February 27, 2009
Lesley A. Collins
New Temporary Women’s Exhibit at
National Historic Trails Interpretive Center
The National Historic Trails Interpretive Center (NHTIC) is recognizing Women’s History Month with a new temporary exhibit titled "The Fortitude of Women on the Trails." The exhibit opens March 2, 2009, and will continue throughout the month.
Women traveling the trails were often forced to break from social norms to participate in what society labeled as men’s work. Women of the trail yoked cattle, drove wagons, collected firewood, poured bullets, spoke out in public meetings, made scientific discoveries, practiced medicine, and then performed all the daily women’s duties such as cooking, washing, and caring for the children. Women showed fortitude through their hard work, the loss of family members, and their survival of the journey."The women of this era were amazing in what they endured and the emotional and physical strength they showed while enduring it," said Stacey Moore, a NHTIC employee. "I could never care for five children while walking fifteen miles a day."
The temporary exhibit features a day in the life of a woman traveler, examples of women’s clothing, and diary quotes.
The NHTIC is a public-private partnership between the Bureau of Land Management and the National Historic Trails Center Foundation. The facility is located at 1501 N. Poplar Street, Casper, WY. Winter hours are Tuesday through Saturday, 9 a.m. to 4:30 p.m.

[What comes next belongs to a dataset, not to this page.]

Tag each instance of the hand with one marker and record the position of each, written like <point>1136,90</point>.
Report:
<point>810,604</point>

The BLM manages more land – 258 million acres – than any other Federal agency. This land, known as the National System of Public Lands, is primarily located in 12 Western States, including Alaska. The Bureau, with a budget of about $1 billion, also administers 700 million acres of sub-surface mineral estate throughout the nation. The BLM’s multiple-use mission is to sustain the health and productivity of the public lands for the use and enjoyment of present and future generations. The Bureau accomplishes this by managing such activities as outdoor recreation, livestock grazing, mineral development, and energy production, and by conserving natural, historical, cultural, and other resources on public lands.